Erasure poem derived from The Diary of Samuel Pepys, Monday 12 May 1662.

Tiny House

We look at dwellings built on platforms
scaffolded by trees: their doorways
framed by branches that make

a natural screen from prying eyes—
There are the usual architectural
conventions: doors, windows, floors,

walls to mark a small enclosure; space
like a thumbprint made reluctant
to ink over the surrounding green.

Into this small ark there might be
room perhaps for only one of each:
pot, pan, boiler plate or tiny

stove; shelf, chair, and table
with legs that can fold. Rolled up
mattress or sleeping loft;

shower stall; toilet hitched
to compost, its little motor
running barely above

a whisper, as the body
surrenders its offerings
back to the soil.

 

In response to Via Negativa: Smog.

You know that moment when sensation knifes through the oily film—

Take for instance today, with its rain and fogged windows and cars splashing passersby in the street; and the smell of wet dog under armpits, and the plastic wrapper feel of clothes on skin. Take the light that pulses intermittently through drops of water, refracting each countdown at each traffic stop. Oh love, why did I forget to take a raincoat, and why is my umbrella filled with bent elbows? When did I last nuzzle my face into a fresh-made crater of bread, into the cool woven lattice of your fingers? Take this longing that trains its wet face toward each window, meeting its millionth twin and doppelgänger.

In mourning

(Lord’s day).

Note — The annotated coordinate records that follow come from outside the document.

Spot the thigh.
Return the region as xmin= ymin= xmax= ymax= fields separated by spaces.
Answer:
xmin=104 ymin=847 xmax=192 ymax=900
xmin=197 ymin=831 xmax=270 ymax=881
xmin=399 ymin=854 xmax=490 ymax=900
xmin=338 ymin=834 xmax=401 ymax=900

To our church in the morning, where, our Minister being out of town, a dull, flat Presbiter preached. Dined at home, and my wife’s brother with us, we having a good dish of stewed beef of Jane’s own dressing, which was well done, and a piece of sturgeon of a barrel sent me by Captain Cocke. In the afternoon to White Hall; and there walked an hour or two in the Park, where I saw the King now out of mourning, in a suit laced with gold and silver, which it was said was out of fashion. Thence to the Wardrobe; and there consulted with the ladies about our going to Hampton Court to-morrow, and thence home, and after settled business there my wife and I to the Wardrobe, and there we lay all night in Captain Ferrers’ chambers, but the bed so soft that I could not sleep that hot night.

Church is a dull ache,
having an urge to hit an urn
laced with silver.

War after war
we lay in a bed so soft
I could not sleep.


Erasure poem derived from The Diary of Samuel Pepys, Sunday 11 May 1662.